May 30, 2012

Retro Women's Weekly Butterfly Birthday Cake

Each year for our birthdays we were allowed to choose which cake we would like from the Women's Weekly Birthday Cake book, which has just recently been reprinted. Most Aussie kids had cakes made from this popular birthday cake bible, and our mums would tirelessly work to produce these sweet creations. The butterfly cake was my favourite choice, so much so, my mum even made it for my 20th birthday. I had to post it here for old-times-sake.

Women's Weekly Butterfly Cake from the Women's Weekly Birthday Cake Book 
  • 1 packet butter cake mix
  • 1 quantity Vienna Cream*
  • apricot food colouring
  • Licorice
  • Hundreds and Thousands
  • Orange and red jellybeans
  • Smarties

Where to start:
  1. Make cake according to directions on packet. Pour into greased deep 25cm (10in) round cake tin. 
  2. Bake in moderate oven 30-35 minutes or until cooked when tested. 
  3. Turn on to wire rack to cool.
  4. Cut and assemble cake to form butterfly. Follow picture below.
  5. Tint Vienna Cream with yellow food colouring. 
  6. Cover top and sides of cake with frosting. 
  7. Licorice strips represent feelers and patterns on wings. 
  8. Decorate with assorted sweets as shown.

* How to make Vienna Cream
125g butter
1 1/2 cups icing sugar
2 tablespoons milk
  1. Have butter and milk at room temperature. 
  2. Place butter in small bowl of electric mixer, beat until butter is as white as possible. Gradually add about half the sifted icing sugar, beating constantly. 
  3. Add milk gradually then gradually beat in the remaining icing sugar, mixture should be smooth and easy to spread with a spatula.
Chocolate Vienna Cream
Make up the basic recipe as above and add 2 tablespoons sifted cocoa to the icing sugar.
Coloured Vienna Cream
A large variety of food coloring is available from supermarkets… Start to tint Vienna Cream by dipping a skewer into the bottle of colouring, shaking off the excess, then dipping the skewer into the icing, beating well with a wooden spoon.

Useful tips:

  • Pure icing sugar or icing sugar mixture can be used in Vienna Cream.
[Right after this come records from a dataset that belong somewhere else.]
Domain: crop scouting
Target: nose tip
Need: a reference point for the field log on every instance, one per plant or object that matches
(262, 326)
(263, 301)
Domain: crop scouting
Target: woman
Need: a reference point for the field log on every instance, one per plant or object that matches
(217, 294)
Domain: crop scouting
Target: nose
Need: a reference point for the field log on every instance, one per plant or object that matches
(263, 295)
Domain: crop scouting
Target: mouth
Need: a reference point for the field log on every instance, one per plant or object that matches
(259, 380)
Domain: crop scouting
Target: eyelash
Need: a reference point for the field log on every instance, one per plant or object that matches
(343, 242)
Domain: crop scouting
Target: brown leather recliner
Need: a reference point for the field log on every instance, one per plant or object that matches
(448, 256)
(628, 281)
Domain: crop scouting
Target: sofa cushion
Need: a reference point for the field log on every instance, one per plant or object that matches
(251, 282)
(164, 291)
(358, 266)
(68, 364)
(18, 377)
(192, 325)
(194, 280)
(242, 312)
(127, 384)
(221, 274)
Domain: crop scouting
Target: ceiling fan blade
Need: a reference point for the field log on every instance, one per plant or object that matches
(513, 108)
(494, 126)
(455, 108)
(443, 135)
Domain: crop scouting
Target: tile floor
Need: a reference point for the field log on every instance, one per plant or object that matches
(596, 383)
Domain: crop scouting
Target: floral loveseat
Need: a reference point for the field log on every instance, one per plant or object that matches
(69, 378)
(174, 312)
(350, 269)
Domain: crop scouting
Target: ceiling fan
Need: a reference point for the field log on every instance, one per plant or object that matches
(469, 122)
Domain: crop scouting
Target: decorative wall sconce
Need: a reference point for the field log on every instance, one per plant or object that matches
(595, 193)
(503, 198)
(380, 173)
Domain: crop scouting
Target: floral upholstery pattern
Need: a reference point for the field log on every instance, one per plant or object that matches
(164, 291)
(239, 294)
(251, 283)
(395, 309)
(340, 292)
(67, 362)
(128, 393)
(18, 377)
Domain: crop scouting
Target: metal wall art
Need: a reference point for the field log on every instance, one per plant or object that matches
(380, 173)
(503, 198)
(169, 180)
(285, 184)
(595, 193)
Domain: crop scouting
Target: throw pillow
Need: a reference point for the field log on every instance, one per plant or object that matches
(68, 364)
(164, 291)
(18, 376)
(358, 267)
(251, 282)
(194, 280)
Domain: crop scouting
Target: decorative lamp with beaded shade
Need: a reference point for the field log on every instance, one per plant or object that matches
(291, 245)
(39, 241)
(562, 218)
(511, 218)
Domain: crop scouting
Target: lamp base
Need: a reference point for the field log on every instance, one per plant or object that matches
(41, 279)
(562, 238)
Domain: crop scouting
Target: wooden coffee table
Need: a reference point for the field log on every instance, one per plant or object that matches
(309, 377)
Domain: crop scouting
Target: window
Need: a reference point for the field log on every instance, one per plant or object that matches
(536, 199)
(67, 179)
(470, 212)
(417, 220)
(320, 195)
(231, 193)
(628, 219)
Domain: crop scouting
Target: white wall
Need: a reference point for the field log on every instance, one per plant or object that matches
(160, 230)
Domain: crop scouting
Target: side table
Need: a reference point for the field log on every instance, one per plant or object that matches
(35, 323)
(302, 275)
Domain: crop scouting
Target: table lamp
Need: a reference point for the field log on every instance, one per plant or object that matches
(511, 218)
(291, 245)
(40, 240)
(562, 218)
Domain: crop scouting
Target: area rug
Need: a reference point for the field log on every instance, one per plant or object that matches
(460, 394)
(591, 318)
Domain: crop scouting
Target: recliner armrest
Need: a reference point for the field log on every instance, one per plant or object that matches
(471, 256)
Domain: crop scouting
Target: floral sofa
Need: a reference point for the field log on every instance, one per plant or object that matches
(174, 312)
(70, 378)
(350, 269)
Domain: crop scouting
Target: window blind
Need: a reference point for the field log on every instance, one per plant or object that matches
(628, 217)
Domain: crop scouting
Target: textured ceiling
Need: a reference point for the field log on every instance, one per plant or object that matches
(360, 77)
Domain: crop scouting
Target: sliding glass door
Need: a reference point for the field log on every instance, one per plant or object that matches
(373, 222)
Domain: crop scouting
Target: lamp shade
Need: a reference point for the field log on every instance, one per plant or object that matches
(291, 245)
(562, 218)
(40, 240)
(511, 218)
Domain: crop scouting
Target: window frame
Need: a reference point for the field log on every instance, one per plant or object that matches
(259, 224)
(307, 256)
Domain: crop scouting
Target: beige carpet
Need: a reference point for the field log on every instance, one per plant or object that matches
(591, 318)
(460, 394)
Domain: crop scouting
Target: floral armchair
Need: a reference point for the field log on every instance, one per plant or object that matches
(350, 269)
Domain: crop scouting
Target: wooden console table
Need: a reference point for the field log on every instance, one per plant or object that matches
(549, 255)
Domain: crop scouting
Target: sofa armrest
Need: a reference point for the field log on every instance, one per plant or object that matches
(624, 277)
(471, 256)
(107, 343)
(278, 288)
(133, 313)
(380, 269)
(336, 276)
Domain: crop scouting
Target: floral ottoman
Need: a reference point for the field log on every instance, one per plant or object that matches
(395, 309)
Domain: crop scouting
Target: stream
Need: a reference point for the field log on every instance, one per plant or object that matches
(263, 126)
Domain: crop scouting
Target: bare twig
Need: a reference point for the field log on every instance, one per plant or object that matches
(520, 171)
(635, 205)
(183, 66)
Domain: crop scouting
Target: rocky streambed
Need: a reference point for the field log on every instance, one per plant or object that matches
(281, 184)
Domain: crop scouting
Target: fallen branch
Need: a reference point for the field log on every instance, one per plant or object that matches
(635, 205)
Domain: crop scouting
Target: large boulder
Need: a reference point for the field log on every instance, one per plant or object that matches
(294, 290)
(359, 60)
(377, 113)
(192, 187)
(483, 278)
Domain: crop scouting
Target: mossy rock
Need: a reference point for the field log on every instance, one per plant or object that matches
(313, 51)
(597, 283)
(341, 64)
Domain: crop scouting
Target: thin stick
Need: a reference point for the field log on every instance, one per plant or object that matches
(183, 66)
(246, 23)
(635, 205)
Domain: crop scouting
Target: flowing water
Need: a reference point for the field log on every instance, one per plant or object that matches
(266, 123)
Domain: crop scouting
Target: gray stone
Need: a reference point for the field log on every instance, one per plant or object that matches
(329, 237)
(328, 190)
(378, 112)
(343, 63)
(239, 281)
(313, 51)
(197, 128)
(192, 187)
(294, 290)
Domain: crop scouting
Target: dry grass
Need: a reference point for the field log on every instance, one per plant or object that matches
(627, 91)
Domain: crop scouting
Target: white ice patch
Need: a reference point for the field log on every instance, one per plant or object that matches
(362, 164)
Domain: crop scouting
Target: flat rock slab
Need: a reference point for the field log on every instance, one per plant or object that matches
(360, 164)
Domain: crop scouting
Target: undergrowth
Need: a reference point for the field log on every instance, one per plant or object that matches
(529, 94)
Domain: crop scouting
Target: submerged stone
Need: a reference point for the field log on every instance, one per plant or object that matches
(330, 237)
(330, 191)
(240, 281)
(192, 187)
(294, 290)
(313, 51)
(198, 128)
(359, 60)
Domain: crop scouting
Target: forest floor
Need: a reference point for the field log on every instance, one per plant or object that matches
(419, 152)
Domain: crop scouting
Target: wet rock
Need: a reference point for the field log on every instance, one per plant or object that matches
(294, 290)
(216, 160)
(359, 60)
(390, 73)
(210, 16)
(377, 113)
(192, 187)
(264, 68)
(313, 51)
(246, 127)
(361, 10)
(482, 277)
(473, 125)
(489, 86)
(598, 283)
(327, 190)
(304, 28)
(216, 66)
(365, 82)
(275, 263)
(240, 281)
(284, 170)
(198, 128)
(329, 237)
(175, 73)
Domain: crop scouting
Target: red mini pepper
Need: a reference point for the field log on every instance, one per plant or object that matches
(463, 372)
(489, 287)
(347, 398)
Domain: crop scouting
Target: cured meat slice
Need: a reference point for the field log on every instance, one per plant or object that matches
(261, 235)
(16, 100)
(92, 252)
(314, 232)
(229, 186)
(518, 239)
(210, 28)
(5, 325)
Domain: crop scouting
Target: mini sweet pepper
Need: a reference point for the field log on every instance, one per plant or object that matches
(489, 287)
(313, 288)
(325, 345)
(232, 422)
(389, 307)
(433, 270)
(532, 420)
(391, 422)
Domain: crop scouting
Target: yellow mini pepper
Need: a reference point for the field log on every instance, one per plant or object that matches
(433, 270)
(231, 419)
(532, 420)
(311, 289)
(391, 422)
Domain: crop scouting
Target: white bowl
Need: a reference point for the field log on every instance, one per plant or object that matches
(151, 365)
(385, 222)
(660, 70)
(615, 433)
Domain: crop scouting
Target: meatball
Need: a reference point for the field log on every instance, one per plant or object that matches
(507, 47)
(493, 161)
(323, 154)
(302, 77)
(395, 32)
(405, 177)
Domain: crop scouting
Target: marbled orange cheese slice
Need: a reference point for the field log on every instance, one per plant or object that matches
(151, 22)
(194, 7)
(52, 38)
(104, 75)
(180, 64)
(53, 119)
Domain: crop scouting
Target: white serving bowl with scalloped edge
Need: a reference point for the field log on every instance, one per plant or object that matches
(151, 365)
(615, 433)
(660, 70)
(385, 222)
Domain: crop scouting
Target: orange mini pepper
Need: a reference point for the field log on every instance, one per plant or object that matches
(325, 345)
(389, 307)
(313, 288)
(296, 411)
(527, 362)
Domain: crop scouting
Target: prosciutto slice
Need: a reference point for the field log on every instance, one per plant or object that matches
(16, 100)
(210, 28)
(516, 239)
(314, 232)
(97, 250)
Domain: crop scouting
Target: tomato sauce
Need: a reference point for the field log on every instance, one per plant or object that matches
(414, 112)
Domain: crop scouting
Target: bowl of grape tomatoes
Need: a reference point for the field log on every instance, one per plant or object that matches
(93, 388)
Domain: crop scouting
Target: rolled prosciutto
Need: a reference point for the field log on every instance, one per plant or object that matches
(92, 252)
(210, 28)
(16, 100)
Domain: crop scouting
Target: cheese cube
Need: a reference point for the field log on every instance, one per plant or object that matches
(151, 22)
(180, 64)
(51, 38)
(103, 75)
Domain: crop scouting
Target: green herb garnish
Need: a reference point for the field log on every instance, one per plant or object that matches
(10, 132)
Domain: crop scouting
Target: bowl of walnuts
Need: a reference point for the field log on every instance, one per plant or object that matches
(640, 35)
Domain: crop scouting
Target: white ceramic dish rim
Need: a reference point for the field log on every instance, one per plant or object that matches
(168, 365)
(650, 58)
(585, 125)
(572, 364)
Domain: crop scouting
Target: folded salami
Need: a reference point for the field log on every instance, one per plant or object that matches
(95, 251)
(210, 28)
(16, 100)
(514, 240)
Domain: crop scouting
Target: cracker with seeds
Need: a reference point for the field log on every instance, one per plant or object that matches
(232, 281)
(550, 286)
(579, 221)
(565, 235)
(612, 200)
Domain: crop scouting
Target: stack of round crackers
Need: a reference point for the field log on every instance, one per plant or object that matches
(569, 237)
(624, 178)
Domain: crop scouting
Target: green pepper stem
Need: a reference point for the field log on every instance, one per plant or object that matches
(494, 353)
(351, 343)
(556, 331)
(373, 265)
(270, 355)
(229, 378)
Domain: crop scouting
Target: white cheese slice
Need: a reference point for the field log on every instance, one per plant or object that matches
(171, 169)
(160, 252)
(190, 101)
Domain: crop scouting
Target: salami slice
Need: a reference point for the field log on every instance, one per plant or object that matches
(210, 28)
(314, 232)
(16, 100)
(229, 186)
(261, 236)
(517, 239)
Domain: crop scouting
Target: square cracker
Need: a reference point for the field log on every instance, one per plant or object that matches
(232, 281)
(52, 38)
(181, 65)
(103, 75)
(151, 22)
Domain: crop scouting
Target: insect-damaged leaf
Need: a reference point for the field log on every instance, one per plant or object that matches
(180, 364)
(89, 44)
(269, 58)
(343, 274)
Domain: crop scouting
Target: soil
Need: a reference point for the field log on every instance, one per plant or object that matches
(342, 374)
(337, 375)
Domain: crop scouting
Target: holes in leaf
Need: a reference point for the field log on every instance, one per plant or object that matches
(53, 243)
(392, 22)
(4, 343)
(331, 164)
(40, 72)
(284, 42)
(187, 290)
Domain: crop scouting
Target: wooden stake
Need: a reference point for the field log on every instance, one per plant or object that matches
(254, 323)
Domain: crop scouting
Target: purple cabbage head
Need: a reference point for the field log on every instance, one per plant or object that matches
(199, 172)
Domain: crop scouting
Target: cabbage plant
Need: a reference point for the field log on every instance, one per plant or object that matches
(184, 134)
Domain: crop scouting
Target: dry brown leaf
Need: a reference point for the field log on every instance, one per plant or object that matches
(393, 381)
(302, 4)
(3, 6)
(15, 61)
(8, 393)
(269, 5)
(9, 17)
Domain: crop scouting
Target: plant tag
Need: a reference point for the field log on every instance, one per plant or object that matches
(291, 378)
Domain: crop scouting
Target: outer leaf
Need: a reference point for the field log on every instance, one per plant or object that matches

Sift icing sugar through a fine sieve for best results.
  • Make Vienna Cream on the day it is to be used; keep covered during use as a crust will develop if it is left uncovered.
  • Do not refrigerate cream as this will cause the butter to harden and it may separate. For best results Vienna Cream should be applied to a cake on the day it is to be served. You can apply it the day before serving but, if you do, the cream will become slightly darker and crust in appearance.
  • When applying the Vienna Cream, make sure it coveres the cake around the base near the board to form a seal and help keep the cake fresh.
  • Use a small spatula when applying Vienna Cream as this will give a smooth surface to the cake. Cream will spread easily, but if you do want a particularly smooth surface, dip the spatula in hot water, dry quickly, and use heat to spread the cream.